My biggest improvement was handling board symmetry. By calculating all 8 mirrored and rotated boards and shuffling counts for each of the symmetries as the search progressed deeper, I was able to drop an entire second down to 500ms.
This 8x8 mapping table and its inverse somehow took me a couple sheets of graphing paper to wrap my head around, but I got it working and it paid off.
After this I spent a lot of time messing with the Rust language itself, learning how to profile code, and tweaking and precomputing stuff wherever possible. Converting vectors to arrays dropped me to 300ms, and probably a dozen other changes combined got me down to 270ms. The main things that helped were simplifying loops, if statements, and bitwise operations (like flipping and rotating a board in one operation instead of a flip followed by a rotate).
At this point I recalled basic modular arithmetic rules and realized how stupid it was to store all my values in u128 types (because they’d overflow even as u64s). Just by doing math correctly I was able to drop my state size down from 132 bytes to 36 which got my overall score down to 100ms.
From here I never really made much progress despite spending a ton of time building custom trees and hash maps and hybrids. The closest I got to matching the performance of the built-in HashMap was still about 5% slower, so in the end I just went with a HashMap that mapped states to indexes, and a vector that contained the next depth’s states to expand. This gave me the best combination of key lookup speed and full set iteration speed in testing.
My state generation started with a precomputed array of neighbors for each cell that I’d iterate through, but later this was changed to a hardcoded list of all permutations which helped a bit. I tried precomputing large tables of masks and resulting child states to hopefully generate states in only a few lookups, but it was somehow slower.
What I find interesting (especially after reading some of the other postmortems) is that I was able to finish as well as I did without any unsafe code. I certainly tried quite a few things that required it, but they never performed better in practice and so didn't make it into the final version.

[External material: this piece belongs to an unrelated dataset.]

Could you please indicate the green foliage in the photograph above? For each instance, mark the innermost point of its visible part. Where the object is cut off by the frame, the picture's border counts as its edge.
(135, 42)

Since I wasn’t convinced that the final tests wouldn’t just be slight modifications of the current validators (rotated or increased depth), in the last few hours I went with the crowd and decided to hardcode all the known validators. Hopefully the final validators were randomly and fairly chosen to prevent such hardcoding, but if not, I wanted to partake.

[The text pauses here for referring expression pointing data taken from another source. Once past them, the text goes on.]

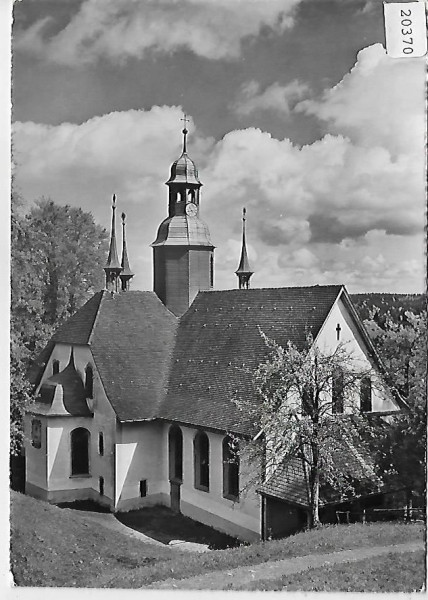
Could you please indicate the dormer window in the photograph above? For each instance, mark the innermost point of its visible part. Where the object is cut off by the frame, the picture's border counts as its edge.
(337, 392)
(89, 381)
(366, 394)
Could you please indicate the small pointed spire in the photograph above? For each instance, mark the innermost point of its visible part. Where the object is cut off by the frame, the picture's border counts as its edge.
(244, 271)
(113, 267)
(126, 274)
(185, 132)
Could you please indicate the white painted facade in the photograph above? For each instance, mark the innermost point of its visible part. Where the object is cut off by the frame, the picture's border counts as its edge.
(355, 346)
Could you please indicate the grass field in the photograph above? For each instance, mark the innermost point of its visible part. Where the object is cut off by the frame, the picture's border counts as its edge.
(61, 547)
(393, 573)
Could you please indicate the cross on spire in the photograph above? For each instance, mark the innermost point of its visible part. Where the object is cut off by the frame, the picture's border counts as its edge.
(185, 132)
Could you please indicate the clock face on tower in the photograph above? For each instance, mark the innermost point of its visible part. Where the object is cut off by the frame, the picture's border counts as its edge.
(191, 210)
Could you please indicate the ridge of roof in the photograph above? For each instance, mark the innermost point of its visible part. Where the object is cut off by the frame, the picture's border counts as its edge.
(254, 290)
(218, 345)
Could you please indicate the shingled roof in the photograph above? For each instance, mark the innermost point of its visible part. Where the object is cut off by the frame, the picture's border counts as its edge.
(218, 345)
(131, 336)
(154, 365)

In the end, my flamegraph indicated that I was spending about 18% of my time canonicalizing, 16% generating states, 28% doing hashmap stuff, and 13% adding to and removing from vectors. With my current Rust experience, I think this is as performant as I can get without digging deeper into the finer points of the language.
Because the search space for this game is so low, I was able to calculate a massive lookup table that maps any unique state count (what you see on the tests and validators) to a list of board/depth pairs. If this becomes a standard optimization puzzle after the competition ends then I’ll be able to hardcode the solutions to any fixed validators very quickly. People were discussing the "trial and error" approach to discovering the validators, but when you know the unique state count you can actually just compute them.
To combat this, you could have several validators that change on every submission, drastically increase the number of validators, or change the measurement from milliseconds to maybe counting the number of tests you can complete in the given time. If the validators change randomly then it’ll mess with the rankings and promote frequent resubmits. If there are enough validators that it becomes infeasible to hardcode them all in 100k chars (~200kb) then it’ll tax your servers (especially for lower bots that require the 10 seconds). If the scoring algorithm changes you’ll still have problems with either random submits or hardcoding. It’ll be hard for the results of an ongoing puzzle to be meaningful.
Someone in Discord also mentioned making this into a two player game, which is actually a great idea since it would let you randomly generate the test cases while still being fair. This isn't to suggest that players take turns since that would change the rules. Basically the bots would operate exactly as they do today without any knowledge of their competitor. Both players would get the same test and faster bots would rise to the top. Hardcoding wouldn't benefit you much. Lower leagues could get simpler boards.
Thanks!